SlicerMorphR: Import SlicerMorph data into R

Documented in extract.outliers

#' Extract outlier estimates by individual templates
#'
#' This function extracts outlier estimates based on the squared root Euclidean distance between each
#' estimate generated by a template to its corresponding MALPACA final output. It replace the outlier
#' landmark coordinates in the input 4D array by NA.
#'
#' This function also generates a pdf, each page of which is a boxplot of
#' distances between each estimate to the final output for one specimen, storing in a user specified directory.
#' Estimates generated by different templates are denoted by different colors.
#' The threshold, which is the red horizontal line, is by default 2*standard deviation + mean for the pooled distances
#' for that specimen.

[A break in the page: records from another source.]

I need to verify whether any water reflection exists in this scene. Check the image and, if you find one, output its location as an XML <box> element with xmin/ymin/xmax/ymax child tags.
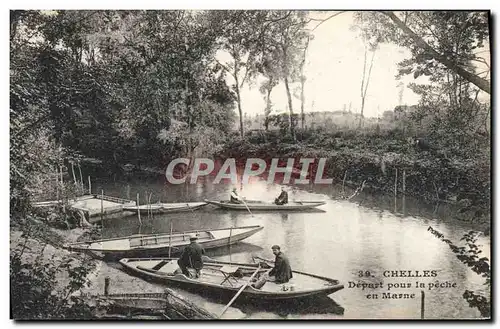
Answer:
<box><xmin>96</xmin><ymin>173</ymin><xmax>490</xmax><ymax>319</ymax></box>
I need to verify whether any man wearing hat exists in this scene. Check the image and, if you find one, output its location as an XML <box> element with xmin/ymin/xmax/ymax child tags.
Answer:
<box><xmin>177</xmin><ymin>234</ymin><xmax>205</xmax><ymax>278</ymax></box>
<box><xmin>269</xmin><ymin>245</ymin><xmax>292</xmax><ymax>283</ymax></box>
<box><xmin>274</xmin><ymin>186</ymin><xmax>288</xmax><ymax>205</ymax></box>
<box><xmin>231</xmin><ymin>187</ymin><xmax>243</xmax><ymax>203</ymax></box>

Points above the line represent the outlier estimates.
#' @param allEstimates The 4d array that contains all estimates of individual templates. One can use the read.malpca.estimates function in SlicerMorphR to generate it.
#' @param MALPACA_medians The 3d array that contains MALPACA median estimates.

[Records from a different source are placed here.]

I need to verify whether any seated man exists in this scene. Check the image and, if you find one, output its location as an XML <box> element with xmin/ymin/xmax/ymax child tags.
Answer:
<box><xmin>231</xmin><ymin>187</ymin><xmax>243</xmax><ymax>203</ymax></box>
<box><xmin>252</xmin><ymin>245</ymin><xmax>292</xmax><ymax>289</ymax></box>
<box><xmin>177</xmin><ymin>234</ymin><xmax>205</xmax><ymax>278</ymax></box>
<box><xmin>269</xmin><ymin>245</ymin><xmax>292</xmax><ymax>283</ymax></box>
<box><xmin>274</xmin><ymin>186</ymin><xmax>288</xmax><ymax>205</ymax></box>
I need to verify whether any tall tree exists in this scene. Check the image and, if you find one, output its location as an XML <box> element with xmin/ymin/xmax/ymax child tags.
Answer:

#' @param outputPath The directory for storing the output pdf for boxplots that mark outlier estimates.
#' @param ZScore The index is used to determined how many standard deviations above the mean distances for one specimen\cr
#' as the threshold for determining outliers. The default value is 2, so the threshold is 2*SD + mean.

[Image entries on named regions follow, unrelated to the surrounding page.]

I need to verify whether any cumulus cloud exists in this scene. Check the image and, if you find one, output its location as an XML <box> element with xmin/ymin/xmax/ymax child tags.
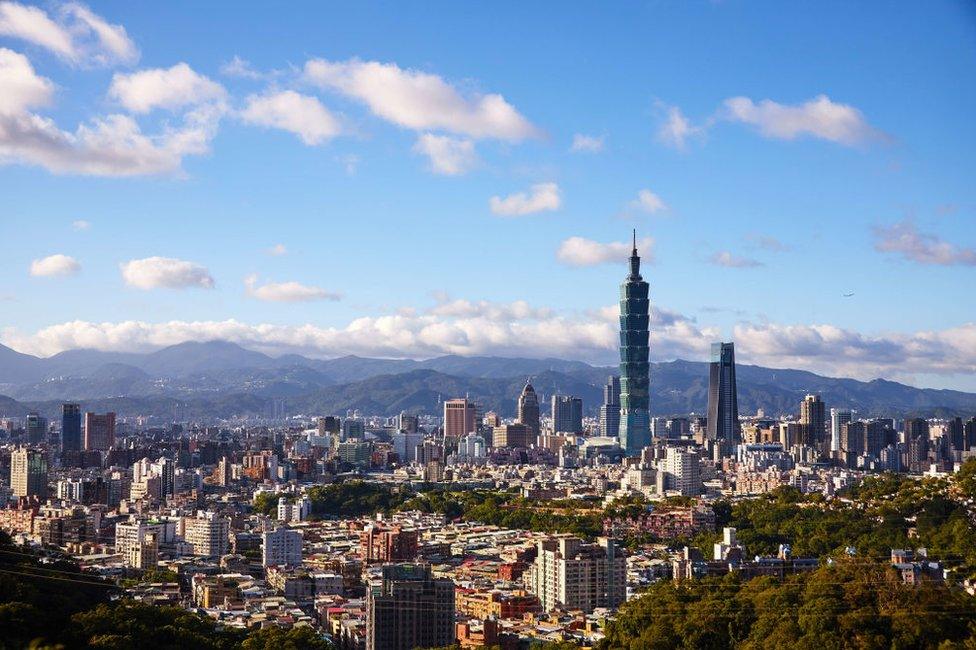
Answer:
<box><xmin>30</xmin><ymin>253</ymin><xmax>81</xmax><ymax>278</ymax></box>
<box><xmin>488</xmin><ymin>183</ymin><xmax>562</xmax><ymax>217</ymax></box>
<box><xmin>723</xmin><ymin>95</ymin><xmax>879</xmax><ymax>146</ymax></box>
<box><xmin>556</xmin><ymin>237</ymin><xmax>654</xmax><ymax>266</ymax></box>
<box><xmin>0</xmin><ymin>48</ymin><xmax>219</xmax><ymax>176</ymax></box>
<box><xmin>569</xmin><ymin>133</ymin><xmax>604</xmax><ymax>153</ymax></box>
<box><xmin>708</xmin><ymin>251</ymin><xmax>763</xmax><ymax>269</ymax></box>
<box><xmin>657</xmin><ymin>102</ymin><xmax>707</xmax><ymax>151</ymax></box>
<box><xmin>244</xmin><ymin>275</ymin><xmax>341</xmax><ymax>302</ymax></box>
<box><xmin>119</xmin><ymin>257</ymin><xmax>214</xmax><ymax>290</ymax></box>
<box><xmin>630</xmin><ymin>189</ymin><xmax>668</xmax><ymax>214</ymax></box>
<box><xmin>874</xmin><ymin>220</ymin><xmax>976</xmax><ymax>266</ymax></box>
<box><xmin>2</xmin><ymin>296</ymin><xmax>976</xmax><ymax>379</ymax></box>
<box><xmin>304</xmin><ymin>59</ymin><xmax>538</xmax><ymax>142</ymax></box>
<box><xmin>0</xmin><ymin>1</ymin><xmax>139</xmax><ymax>65</ymax></box>
<box><xmin>108</xmin><ymin>63</ymin><xmax>227</xmax><ymax>113</ymax></box>
<box><xmin>413</xmin><ymin>133</ymin><xmax>478</xmax><ymax>176</ymax></box>
<box><xmin>240</xmin><ymin>90</ymin><xmax>342</xmax><ymax>146</ymax></box>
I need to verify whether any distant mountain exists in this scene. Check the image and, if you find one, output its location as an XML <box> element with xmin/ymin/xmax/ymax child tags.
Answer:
<box><xmin>0</xmin><ymin>341</ymin><xmax>976</xmax><ymax>418</ymax></box>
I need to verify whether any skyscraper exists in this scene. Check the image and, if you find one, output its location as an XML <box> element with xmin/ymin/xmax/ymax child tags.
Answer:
<box><xmin>830</xmin><ymin>409</ymin><xmax>854</xmax><ymax>454</ymax></box>
<box><xmin>518</xmin><ymin>381</ymin><xmax>540</xmax><ymax>434</ymax></box>
<box><xmin>600</xmin><ymin>375</ymin><xmax>620</xmax><ymax>438</ymax></box>
<box><xmin>24</xmin><ymin>411</ymin><xmax>47</xmax><ymax>445</ymax></box>
<box><xmin>620</xmin><ymin>230</ymin><xmax>651</xmax><ymax>456</ymax></box>
<box><xmin>552</xmin><ymin>395</ymin><xmax>583</xmax><ymax>433</ymax></box>
<box><xmin>444</xmin><ymin>397</ymin><xmax>478</xmax><ymax>441</ymax></box>
<box><xmin>366</xmin><ymin>564</ymin><xmax>455</xmax><ymax>650</ymax></box>
<box><xmin>61</xmin><ymin>404</ymin><xmax>81</xmax><ymax>451</ymax></box>
<box><xmin>85</xmin><ymin>412</ymin><xmax>115</xmax><ymax>451</ymax></box>
<box><xmin>705</xmin><ymin>343</ymin><xmax>742</xmax><ymax>446</ymax></box>
<box><xmin>800</xmin><ymin>395</ymin><xmax>828</xmax><ymax>454</ymax></box>
<box><xmin>10</xmin><ymin>447</ymin><xmax>47</xmax><ymax>500</ymax></box>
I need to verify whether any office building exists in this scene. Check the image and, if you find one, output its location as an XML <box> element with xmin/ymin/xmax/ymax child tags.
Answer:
<box><xmin>444</xmin><ymin>397</ymin><xmax>478</xmax><ymax>446</ymax></box>
<box><xmin>10</xmin><ymin>447</ymin><xmax>47</xmax><ymax>501</ymax></box>
<box><xmin>366</xmin><ymin>564</ymin><xmax>455</xmax><ymax>650</ymax></box>
<box><xmin>183</xmin><ymin>511</ymin><xmax>230</xmax><ymax>557</ymax></box>
<box><xmin>491</xmin><ymin>423</ymin><xmax>539</xmax><ymax>448</ymax></box>
<box><xmin>524</xmin><ymin>537</ymin><xmax>627</xmax><ymax>614</ymax></box>
<box><xmin>520</xmin><ymin>381</ymin><xmax>541</xmax><ymax>433</ymax></box>
<box><xmin>600</xmin><ymin>375</ymin><xmax>620</xmax><ymax>438</ymax></box>
<box><xmin>705</xmin><ymin>343</ymin><xmax>742</xmax><ymax>452</ymax></box>
<box><xmin>800</xmin><ymin>395</ymin><xmax>828</xmax><ymax>454</ymax></box>
<box><xmin>551</xmin><ymin>395</ymin><xmax>583</xmax><ymax>433</ymax></box>
<box><xmin>620</xmin><ymin>231</ymin><xmax>651</xmax><ymax>456</ymax></box>
<box><xmin>24</xmin><ymin>411</ymin><xmax>47</xmax><ymax>445</ymax></box>
<box><xmin>85</xmin><ymin>411</ymin><xmax>115</xmax><ymax>451</ymax></box>
<box><xmin>261</xmin><ymin>528</ymin><xmax>302</xmax><ymax>567</ymax></box>
<box><xmin>61</xmin><ymin>404</ymin><xmax>81</xmax><ymax>451</ymax></box>
<box><xmin>830</xmin><ymin>409</ymin><xmax>854</xmax><ymax>454</ymax></box>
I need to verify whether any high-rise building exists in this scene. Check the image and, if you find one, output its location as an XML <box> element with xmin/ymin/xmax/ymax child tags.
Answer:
<box><xmin>61</xmin><ymin>404</ymin><xmax>81</xmax><ymax>451</ymax></box>
<box><xmin>444</xmin><ymin>397</ymin><xmax>478</xmax><ymax>443</ymax></box>
<box><xmin>85</xmin><ymin>411</ymin><xmax>115</xmax><ymax>451</ymax></box>
<box><xmin>10</xmin><ymin>447</ymin><xmax>47</xmax><ymax>500</ymax></box>
<box><xmin>491</xmin><ymin>422</ymin><xmax>539</xmax><ymax>448</ymax></box>
<box><xmin>366</xmin><ymin>564</ymin><xmax>455</xmax><ymax>650</ymax></box>
<box><xmin>24</xmin><ymin>411</ymin><xmax>47</xmax><ymax>445</ymax></box>
<box><xmin>518</xmin><ymin>381</ymin><xmax>540</xmax><ymax>433</ymax></box>
<box><xmin>261</xmin><ymin>527</ymin><xmax>302</xmax><ymax>567</ymax></box>
<box><xmin>620</xmin><ymin>230</ymin><xmax>651</xmax><ymax>456</ymax></box>
<box><xmin>800</xmin><ymin>395</ymin><xmax>827</xmax><ymax>453</ymax></box>
<box><xmin>524</xmin><ymin>537</ymin><xmax>627</xmax><ymax>614</ymax></box>
<box><xmin>830</xmin><ymin>409</ymin><xmax>854</xmax><ymax>453</ymax></box>
<box><xmin>552</xmin><ymin>395</ymin><xmax>583</xmax><ymax>433</ymax></box>
<box><xmin>600</xmin><ymin>375</ymin><xmax>620</xmax><ymax>438</ymax></box>
<box><xmin>705</xmin><ymin>343</ymin><xmax>742</xmax><ymax>451</ymax></box>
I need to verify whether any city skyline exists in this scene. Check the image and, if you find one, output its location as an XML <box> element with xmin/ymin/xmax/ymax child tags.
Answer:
<box><xmin>0</xmin><ymin>2</ymin><xmax>976</xmax><ymax>390</ymax></box>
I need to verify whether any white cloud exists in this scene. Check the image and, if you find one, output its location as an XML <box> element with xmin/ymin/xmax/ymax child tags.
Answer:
<box><xmin>569</xmin><ymin>133</ymin><xmax>604</xmax><ymax>153</ymax></box>
<box><xmin>304</xmin><ymin>59</ymin><xmax>538</xmax><ymax>141</ymax></box>
<box><xmin>556</xmin><ymin>237</ymin><xmax>654</xmax><ymax>266</ymax></box>
<box><xmin>708</xmin><ymin>251</ymin><xmax>763</xmax><ymax>269</ymax></box>
<box><xmin>30</xmin><ymin>253</ymin><xmax>81</xmax><ymax>278</ymax></box>
<box><xmin>0</xmin><ymin>48</ymin><xmax>54</xmax><ymax>115</ymax></box>
<box><xmin>220</xmin><ymin>54</ymin><xmax>266</xmax><ymax>81</ymax></box>
<box><xmin>2</xmin><ymin>297</ymin><xmax>976</xmax><ymax>379</ymax></box>
<box><xmin>119</xmin><ymin>257</ymin><xmax>214</xmax><ymax>290</ymax></box>
<box><xmin>0</xmin><ymin>48</ymin><xmax>221</xmax><ymax>176</ymax></box>
<box><xmin>108</xmin><ymin>63</ymin><xmax>227</xmax><ymax>113</ymax></box>
<box><xmin>413</xmin><ymin>133</ymin><xmax>478</xmax><ymax>176</ymax></box>
<box><xmin>630</xmin><ymin>189</ymin><xmax>668</xmax><ymax>214</ymax></box>
<box><xmin>241</xmin><ymin>90</ymin><xmax>342</xmax><ymax>146</ymax></box>
<box><xmin>0</xmin><ymin>1</ymin><xmax>139</xmax><ymax>65</ymax></box>
<box><xmin>488</xmin><ymin>183</ymin><xmax>562</xmax><ymax>217</ymax></box>
<box><xmin>723</xmin><ymin>95</ymin><xmax>879</xmax><ymax>146</ymax></box>
<box><xmin>657</xmin><ymin>102</ymin><xmax>707</xmax><ymax>151</ymax></box>
<box><xmin>874</xmin><ymin>220</ymin><xmax>976</xmax><ymax>266</ymax></box>
<box><xmin>244</xmin><ymin>275</ymin><xmax>342</xmax><ymax>302</ymax></box>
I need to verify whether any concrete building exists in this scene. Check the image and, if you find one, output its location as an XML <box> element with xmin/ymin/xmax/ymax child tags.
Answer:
<box><xmin>261</xmin><ymin>528</ymin><xmax>302</xmax><ymax>567</ymax></box>
<box><xmin>524</xmin><ymin>537</ymin><xmax>627</xmax><ymax>614</ymax></box>
<box><xmin>366</xmin><ymin>564</ymin><xmax>455</xmax><ymax>650</ymax></box>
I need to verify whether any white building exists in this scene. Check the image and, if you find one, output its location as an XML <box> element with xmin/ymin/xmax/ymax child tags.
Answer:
<box><xmin>261</xmin><ymin>528</ymin><xmax>302</xmax><ymax>566</ymax></box>
<box><xmin>524</xmin><ymin>537</ymin><xmax>627</xmax><ymax>614</ymax></box>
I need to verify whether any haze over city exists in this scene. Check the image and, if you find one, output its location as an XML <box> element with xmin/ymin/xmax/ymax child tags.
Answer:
<box><xmin>0</xmin><ymin>2</ymin><xmax>976</xmax><ymax>390</ymax></box>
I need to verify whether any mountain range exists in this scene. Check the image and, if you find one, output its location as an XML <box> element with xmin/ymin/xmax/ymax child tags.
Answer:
<box><xmin>0</xmin><ymin>341</ymin><xmax>976</xmax><ymax>420</ymax></box>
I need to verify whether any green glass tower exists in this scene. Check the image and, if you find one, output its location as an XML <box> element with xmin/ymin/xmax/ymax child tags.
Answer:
<box><xmin>620</xmin><ymin>230</ymin><xmax>651</xmax><ymax>456</ymax></box>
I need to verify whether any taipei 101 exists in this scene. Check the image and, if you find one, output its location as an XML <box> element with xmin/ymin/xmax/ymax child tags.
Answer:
<box><xmin>0</xmin><ymin>0</ymin><xmax>976</xmax><ymax>650</ymax></box>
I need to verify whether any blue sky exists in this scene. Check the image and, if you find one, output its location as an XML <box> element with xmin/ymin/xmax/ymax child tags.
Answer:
<box><xmin>0</xmin><ymin>1</ymin><xmax>976</xmax><ymax>390</ymax></box>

#' @return A list that contains median estimates, manual landmarks and estimates of individual templates \cr
#' The returned value contains: \cr
#' \itemize{
#'   \item $estimates_no_out = a 4d array with all outliers denoted as NA
#'   \item $outlier_info = A list that stores outlier landmarks and templates that generate them for each specimen. The length is the sample size. Each element is a shorter list, in which each element represents a template and outlier estimates generated by it.
#' }
#'
#' @examples
#' #Please refer to the help file of 'read.malpaca.estimates' in SlicerMorphR.
#' @export

extract.outliers <- function(allEstimates, MALPACA_medians, outputPath, ZScore = 2){
  #Extract template file names
  template_names <- dimnames(allEstimates)[[3]]
  target_names <- dimnames(allEstimates)[[4]]
  
  #Extract LM number, template number, and sample size
  LM_number <- dim(allEstimates)[1]
  template_number <- dim(allEstimates)[3]
  sample_size <- dim(allEstimates)[4]
  
  #Calculate centroid sizes for each target using the MALPACA median estimates
  Csizes <- NULL
  for (i in 1:sample_size) {
    centroid <- apply(MALPACA_medians[, , i], 2, mean)
    temp_LMs <- sweep(MALPACA_medians[, , i], 2, centroid)
    size <- sqrt(sum(rowSums(temp_LMs^2)))
    Csizes <- append(Csizes, size)
  }
  
  
  #The 4d array that stores LM estimates after setting outlier estimates as NA
  allEstimates_new <- allEstimates
  
  #Record the outlier estimates generated by each template for every specimen
  outlier_info <- vector("list", length = sample_size)
  names(outlier_info) <- target_names
  
  #Create a pdf for boxplots
  pdf(file = paste(outputPath,"Individual LM distances to the final output.pdf", sep = "/"))
  #First page: legends
  plot(NULL, xaxt='n',yaxt='n',bty='n',ylab='',xlab='', xlim = 0:1, ylim = 0:1)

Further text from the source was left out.